That change, Blair believes, will be the emergence of China as the dominant global power.

"China's got a right to take its proper place in the world," Blair said. "But just the consequences of this are so dramatic that we need that cohesive set of alliances staying strong and staying behind the values we believe in."

Blair said he would have "obviously" preferred that the US not signal its intention to pull out of the Paris climate agreement, but added he hopes that it will stay committed to the North Atlantic Treaty Organization, despite Trump's criticisms of the institution.

"If America started, for example to pull itself back from NATO, and I don't believe you will, but if you did, well that void's not going to be filled by anyone else.
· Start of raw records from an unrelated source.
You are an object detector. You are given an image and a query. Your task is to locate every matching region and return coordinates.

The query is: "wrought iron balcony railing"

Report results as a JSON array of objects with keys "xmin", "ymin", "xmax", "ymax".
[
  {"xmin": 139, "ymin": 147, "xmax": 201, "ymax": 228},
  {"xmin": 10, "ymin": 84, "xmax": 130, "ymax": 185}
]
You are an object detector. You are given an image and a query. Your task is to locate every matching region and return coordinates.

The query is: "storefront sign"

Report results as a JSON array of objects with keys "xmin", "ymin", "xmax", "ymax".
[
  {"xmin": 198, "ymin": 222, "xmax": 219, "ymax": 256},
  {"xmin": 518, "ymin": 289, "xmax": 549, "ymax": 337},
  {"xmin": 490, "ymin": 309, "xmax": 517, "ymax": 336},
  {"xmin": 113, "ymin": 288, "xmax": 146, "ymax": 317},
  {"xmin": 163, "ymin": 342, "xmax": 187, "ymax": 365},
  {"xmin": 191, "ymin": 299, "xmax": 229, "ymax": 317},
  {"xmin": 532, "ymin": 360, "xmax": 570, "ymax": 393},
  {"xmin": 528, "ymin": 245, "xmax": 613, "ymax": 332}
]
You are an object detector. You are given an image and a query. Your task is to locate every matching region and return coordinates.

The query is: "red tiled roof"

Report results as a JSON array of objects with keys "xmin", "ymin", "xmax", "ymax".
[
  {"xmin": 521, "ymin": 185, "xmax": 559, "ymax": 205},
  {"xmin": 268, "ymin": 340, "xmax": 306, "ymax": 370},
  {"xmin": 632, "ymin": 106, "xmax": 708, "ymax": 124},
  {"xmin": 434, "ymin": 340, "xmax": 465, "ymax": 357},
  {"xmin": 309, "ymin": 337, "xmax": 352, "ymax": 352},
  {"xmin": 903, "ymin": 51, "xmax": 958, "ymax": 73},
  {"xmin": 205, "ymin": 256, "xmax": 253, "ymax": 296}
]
That's dangerous," Blair said.

Blair's tenure as Prime Minister has come to be remembered in large for his decision to join the US-led invasion of Iraq in 2003. He told Axelrod that it was the "most difficult decision" he had to make in office, but that he believed it was the right choice based on the intelligence at the time.

US and British forces launched the invasion based on the claim that Saddam Hussein's regime possessed weapons of mass destruction, but the intelligence reports the claim was based on turned out to be false.

Blair said he still believes the region is "in a better position" without Hussein in power.

"I can regret much about it but I can't regret the actual decision in removing him," he said. Pressed on whether he believed the chaos caused by the war allowed for the rise of terrorist groups like ISIS, he said he believed such forces were "deep rooted" in the region.

"In the end the answer to them is not to keep a whole lot of repressive dictatorships in power. The answer to them in the end is to evolve those societies in the direction of greater freedom and greater democracy," Blair countered.

Asked about his controversial history as an adviser to countries whose human rights records have been scrutinized, such as Kazakhstan, Blair said, "do not believe what you read in, a large part, the British media about my post prime ministerial activities."

Specifically addressing Kazakhstan, Blair said he was "helping them very specifically on reforms" and that the work was not for profit.

"My work in the Middle East has always been not for profit. And the work we've done in Africa has always been not for profit," he said.